Change the paths for the parameter executablePath and modelLocation to the correct paths on your machine. Beware these values are case sensitive even on Windows – when unsure, copy & paste the paths from Explorer.

You can then use TreeTagger in your pipeline using the -config argument:

java -Xmx4g -jar ddw-0.4.7.jar -config treetagger-example.properties -language la -input file.txt -output folder

Check the output of the pipeline that TreeTagger is used. The output of your pipeline should look something like this:

POS-Tagger: true
POS-Tagger: class de.tudarmstadt.ukp.dkpro.core.treetagger.TreeTaggerPosTagger
POS-Tagger: executablePath, C:/tree-tagger/bin/tree-tagger.exe, modelLocation, C:/tree-tagger/lib/latin.par, modelEncoding, utf-8

Output files

The output files are UTF-8 encoded tab separated values that have a field heading line and don’t use quoting. Each line represents one token. The fields do not contain whitespace, but they may contain " or ' characters if these are in the text, so if you have trouble importing the output files, check your CSV reader’s settings. See the Tutorial for a usage example.

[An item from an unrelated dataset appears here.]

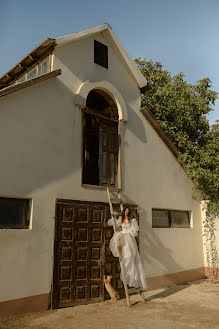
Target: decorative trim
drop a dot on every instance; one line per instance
(87, 86)
(24, 305)
(31, 82)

The wrapper’s output format is described in Fotis Jannidis, Stefan Pernes, Steffen Pielström, Isabella Reger, Nils Reimers, Thorsten Vitt: "DARIAH-DKPro-Wrapper Output Format (DOF) Specification". DARIAH-DE Working Papers Nr. 20. Göttingen: DARIAH-DE, 2016. URN: urn:nbn:de:gbv:7-dariah-2016-6-2.

Logging and reporting errors

The pipeline will only display terse status and error information on the screen in order to not overload users with useless information. Detailed information will be written to a log file, ddw.log — when you report bugs, please always provide that log file. The log file contains status information that is written to the screen, but also output that otherwise would be written to the screen by other components, together with source information and timestamps. Existing files will be appended to.

Experts might want to fine-tune what is displayed and what is logged — you can do so by providing your own log4j2 configuration file. To do so, download and modify our default log4j2 configuration file and run the pipeline using:

java -Dlog4j.configurationFile=your-log4j2.xml -Xmx4g ddw-0.4.7.jar [options]

See the log4j2 manual for more information.